I think we'll want to call `RecordAudits` from inside the Reverify function, so that the Verify function (which calls Reverify) won't have to wait on Reverify's results to package with other audit results.

## Implementation (Stories)
- Create ContainmentDB table
- Identify errors from connecting with nodes, determine who needs to be contained
- Implement ContainmentDB interface
- Make sure `pendingAudit` entries associated with deleted segments are also deleted from ContainmentDB
    - (or that their `pendingAudit` info gets cleared from their NodeDossier)
- Make the audit system Reverify contained nodes and save audit results
- Prevent nodes from backing up all their data to Glacier and only getting that data and responding to the satellite
    - Keep track of an overall speed for nodes using repairs
    - Establish a minimum speed for node selection, since we won't get a high ratio of node speed if they're doing the Glacier thinng

## Closed Issues

Q: How often can a contained node expect to be reverified in a real-life system?

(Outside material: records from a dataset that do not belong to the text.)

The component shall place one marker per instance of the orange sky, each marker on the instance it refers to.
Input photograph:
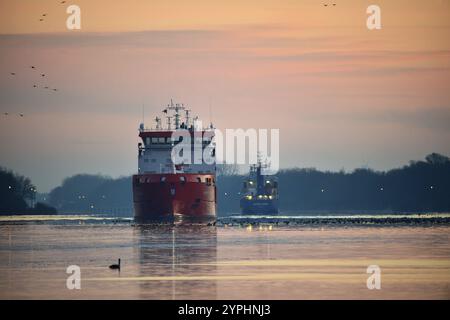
(342, 96)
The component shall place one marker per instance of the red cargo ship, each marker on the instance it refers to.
(164, 190)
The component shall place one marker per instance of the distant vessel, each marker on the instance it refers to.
(163, 190)
(259, 192)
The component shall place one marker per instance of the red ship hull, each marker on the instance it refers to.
(174, 197)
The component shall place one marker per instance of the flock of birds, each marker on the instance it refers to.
(41, 75)
(42, 18)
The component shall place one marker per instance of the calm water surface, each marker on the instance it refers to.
(238, 262)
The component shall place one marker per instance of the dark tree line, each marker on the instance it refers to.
(17, 195)
(417, 187)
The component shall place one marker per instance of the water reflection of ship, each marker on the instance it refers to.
(176, 253)
(259, 192)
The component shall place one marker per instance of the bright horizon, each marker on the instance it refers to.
(341, 95)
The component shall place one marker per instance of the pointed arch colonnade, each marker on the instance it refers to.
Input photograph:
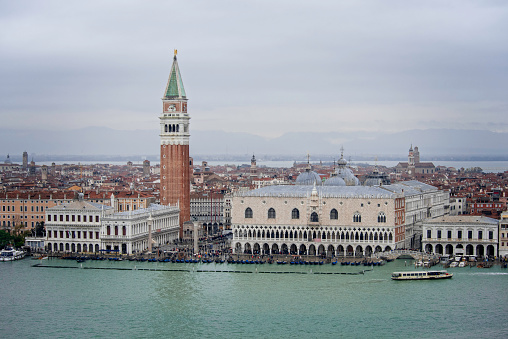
(294, 240)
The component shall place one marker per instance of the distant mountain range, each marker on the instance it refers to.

A: It should be checked a few times per day.

Q: Why create yet another database table when we never iterate through all records in ContainmentDB?
Couldn't the information on the `pendingAudit` struct just be added to the NodeDossier?

A: The advantage of the containmentDB table is that it's separate from the existing nodes table. If the nodes table got messed up somehow, the containmentDB wouldn't be affected.
Additionally, adding several more columns to the nodes table could make performance worse.